Nucleoside-5′-phosphorothioate analogues are biocompatible antioxidants dissolving efficiently amyloid beta–metal ion aggregates

Abstract

Amyloid beta (Aβ) peptide is known to precipitate and form aggregates with zinc and copper ions in vitro and, in vivo in Alzheimer's disease (AD) patients. Metal-ion-chelation was suggested as therapy for the metal-ion-induced Aβ aggregation, metal-ion overload, and oxidative stress. In a quest for biocompatible metal-ion chelators potentially useful for AD therapy, we tested a series of nucleoside 5′-phosphorothioate derivatives as re-solubilization agents of Cu⁺/Cu²⁺/Zn²⁺-induced Aβ-aggregates, and inhibitors of Fenton reaction in Cu⁺ or Fe²⁺/H₂O₂ system. The most promising chelator in this series was found to be APCPP-γ-S. This nucleotide was found to be more efficient than EDTA in re-solubilization of Aβ₄₀–Cu²⁺ aggregates as observed by the lower diameter, d_H, (86 vs. 64 nm, respectively) obtained in dynamic light scattering measurements. Likewise, APCPP-γ-S dissolved Aβ₄₀–Cu⁺ and Aβ₄₂–Cu²⁺/Zn²⁺ aggregates, as monitored by ¹H-NMR and turbidity assays, respectively. Furthermore, addition of APCPP-γ-S to nine-day old Aβ₄₀–Cu²⁺/Zn²⁺ aggregates, resulted in size reduction as observed by transition electron microscopy (diameter reduction from 2.5 to 0.1 μm for Aβ₄₀–Cu²⁺ aggregates).
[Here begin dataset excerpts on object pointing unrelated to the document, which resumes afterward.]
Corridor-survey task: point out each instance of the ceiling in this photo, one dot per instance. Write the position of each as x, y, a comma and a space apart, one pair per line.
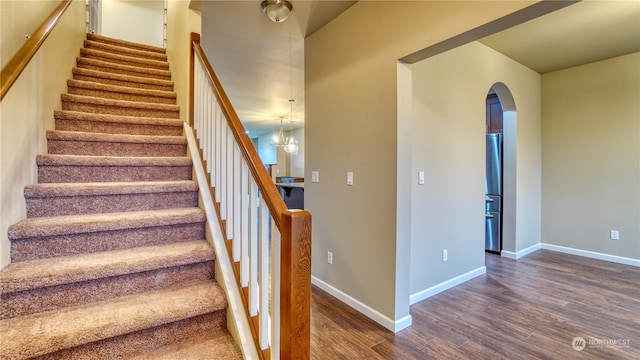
261, 63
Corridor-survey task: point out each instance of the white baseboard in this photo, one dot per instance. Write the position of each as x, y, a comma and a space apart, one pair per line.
392, 325
426, 293
521, 253
592, 254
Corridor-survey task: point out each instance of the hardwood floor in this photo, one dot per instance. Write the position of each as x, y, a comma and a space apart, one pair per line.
531, 308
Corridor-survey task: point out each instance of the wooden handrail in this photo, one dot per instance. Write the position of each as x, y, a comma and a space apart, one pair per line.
256, 167
14, 67
294, 227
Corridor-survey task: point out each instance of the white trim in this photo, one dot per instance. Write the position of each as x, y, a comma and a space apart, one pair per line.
366, 310
521, 253
445, 285
592, 254
236, 308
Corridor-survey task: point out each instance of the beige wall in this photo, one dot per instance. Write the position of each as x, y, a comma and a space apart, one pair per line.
181, 22
19, 19
591, 157
447, 133
350, 125
26, 111
140, 21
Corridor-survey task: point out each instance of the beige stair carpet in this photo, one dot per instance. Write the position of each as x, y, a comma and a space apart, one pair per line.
111, 261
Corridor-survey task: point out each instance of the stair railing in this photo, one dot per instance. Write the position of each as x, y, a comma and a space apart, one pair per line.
268, 244
19, 61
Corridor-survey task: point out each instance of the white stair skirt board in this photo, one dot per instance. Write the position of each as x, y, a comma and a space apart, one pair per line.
445, 285
390, 324
592, 254
521, 253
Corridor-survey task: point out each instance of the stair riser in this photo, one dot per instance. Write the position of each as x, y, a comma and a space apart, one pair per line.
116, 128
129, 61
130, 45
121, 96
124, 71
120, 50
131, 84
95, 204
57, 297
95, 148
119, 110
90, 242
144, 340
76, 174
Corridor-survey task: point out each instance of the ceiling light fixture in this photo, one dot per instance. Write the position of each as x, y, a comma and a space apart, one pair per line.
288, 143
277, 10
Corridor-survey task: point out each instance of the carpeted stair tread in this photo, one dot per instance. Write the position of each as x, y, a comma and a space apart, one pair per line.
114, 188
92, 223
55, 199
39, 334
116, 138
123, 59
84, 121
119, 107
79, 160
96, 144
218, 345
124, 43
100, 65
112, 48
89, 88
122, 80
32, 274
82, 169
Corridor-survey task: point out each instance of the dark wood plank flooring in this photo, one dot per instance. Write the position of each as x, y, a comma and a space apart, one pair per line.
531, 308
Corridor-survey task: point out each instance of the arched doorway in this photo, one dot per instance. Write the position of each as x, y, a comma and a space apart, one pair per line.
500, 169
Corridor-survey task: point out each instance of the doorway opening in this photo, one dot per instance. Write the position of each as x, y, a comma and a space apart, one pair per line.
500, 169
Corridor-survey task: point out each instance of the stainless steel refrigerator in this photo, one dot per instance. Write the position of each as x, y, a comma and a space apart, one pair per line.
493, 193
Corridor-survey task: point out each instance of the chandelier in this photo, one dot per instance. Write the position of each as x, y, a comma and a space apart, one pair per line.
288, 143
276, 10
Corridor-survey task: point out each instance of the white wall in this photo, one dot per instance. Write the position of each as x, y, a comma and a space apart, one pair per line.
296, 162
140, 21
448, 138
591, 157
181, 22
26, 111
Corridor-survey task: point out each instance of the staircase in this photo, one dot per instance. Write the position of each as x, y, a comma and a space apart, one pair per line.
112, 260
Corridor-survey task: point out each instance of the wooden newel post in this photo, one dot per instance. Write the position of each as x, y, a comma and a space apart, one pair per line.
295, 285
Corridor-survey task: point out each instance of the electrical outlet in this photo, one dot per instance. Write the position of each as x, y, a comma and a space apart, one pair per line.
615, 235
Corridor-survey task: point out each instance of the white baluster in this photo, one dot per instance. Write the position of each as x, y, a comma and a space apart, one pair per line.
237, 198
275, 292
265, 225
244, 236
223, 170
253, 250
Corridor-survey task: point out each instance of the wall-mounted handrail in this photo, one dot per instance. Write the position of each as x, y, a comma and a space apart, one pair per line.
14, 67
269, 245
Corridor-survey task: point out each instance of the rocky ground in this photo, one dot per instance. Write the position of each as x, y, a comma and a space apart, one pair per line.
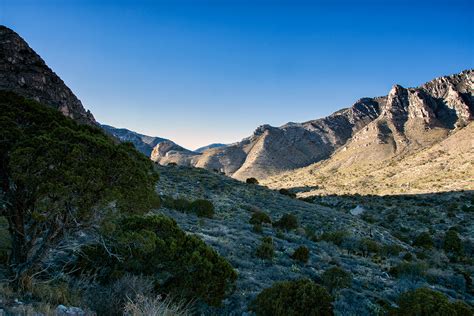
373, 286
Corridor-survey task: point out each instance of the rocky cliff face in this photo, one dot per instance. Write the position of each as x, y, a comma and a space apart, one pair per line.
143, 143
24, 72
380, 127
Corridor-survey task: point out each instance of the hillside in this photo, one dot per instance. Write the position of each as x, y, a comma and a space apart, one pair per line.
390, 222
403, 122
23, 71
445, 166
143, 143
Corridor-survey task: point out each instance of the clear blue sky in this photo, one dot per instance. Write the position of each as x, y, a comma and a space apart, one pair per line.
199, 72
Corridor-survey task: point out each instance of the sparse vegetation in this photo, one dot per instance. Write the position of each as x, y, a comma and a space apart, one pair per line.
287, 222
266, 249
298, 298
301, 254
336, 278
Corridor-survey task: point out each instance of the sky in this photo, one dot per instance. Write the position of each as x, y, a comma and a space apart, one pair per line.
201, 72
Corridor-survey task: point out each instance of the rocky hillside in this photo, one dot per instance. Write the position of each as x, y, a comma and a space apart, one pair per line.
25, 72
371, 237
143, 143
403, 121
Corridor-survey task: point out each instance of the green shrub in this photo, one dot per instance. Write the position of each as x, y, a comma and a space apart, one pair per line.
296, 298
251, 181
61, 178
257, 228
266, 249
287, 193
336, 278
287, 222
336, 237
260, 217
423, 240
452, 243
155, 246
424, 301
301, 254
411, 270
202, 208
369, 246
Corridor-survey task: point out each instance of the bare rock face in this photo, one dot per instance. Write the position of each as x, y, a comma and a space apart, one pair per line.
371, 129
24, 72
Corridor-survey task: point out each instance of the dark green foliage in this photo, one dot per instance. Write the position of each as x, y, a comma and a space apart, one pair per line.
57, 176
369, 246
155, 246
287, 193
336, 278
296, 298
424, 301
287, 222
259, 217
423, 240
452, 243
266, 249
257, 228
336, 237
202, 208
301, 254
251, 181
410, 270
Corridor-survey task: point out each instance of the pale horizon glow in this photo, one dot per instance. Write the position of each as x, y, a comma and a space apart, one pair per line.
202, 72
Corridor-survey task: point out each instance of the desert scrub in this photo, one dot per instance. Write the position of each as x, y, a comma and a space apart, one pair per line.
410, 270
423, 240
336, 237
336, 278
301, 254
259, 217
266, 250
251, 181
155, 246
424, 301
202, 208
287, 193
298, 298
287, 222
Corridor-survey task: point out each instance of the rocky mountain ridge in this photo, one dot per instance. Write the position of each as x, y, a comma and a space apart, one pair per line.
23, 71
143, 143
402, 121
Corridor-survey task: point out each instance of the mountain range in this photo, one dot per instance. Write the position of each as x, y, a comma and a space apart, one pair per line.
372, 129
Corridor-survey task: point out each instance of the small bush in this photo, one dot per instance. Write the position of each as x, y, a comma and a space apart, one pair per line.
424, 301
296, 298
336, 237
301, 254
287, 193
260, 217
266, 249
423, 240
156, 306
251, 181
287, 222
452, 243
257, 228
410, 270
336, 278
202, 208
155, 246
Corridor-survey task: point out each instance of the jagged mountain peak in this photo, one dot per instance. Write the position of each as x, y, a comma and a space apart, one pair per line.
404, 120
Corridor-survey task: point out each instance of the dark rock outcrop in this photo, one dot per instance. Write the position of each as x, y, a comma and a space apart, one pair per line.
25, 72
APCPP-γ-S proved to be more efficient than ascorbic acid and GSH in reducing OH radical production in Fe²⁺/H₂O₂ system (IC₅₀ values 85, 216 and, 92 μM, respectively). Therefore, we propose APCPP-γ-S as a potential AD therapy capable of both reducing OH radical production and re-solubilization of Aβ_40/42–Mⁿ⁺ aggregates.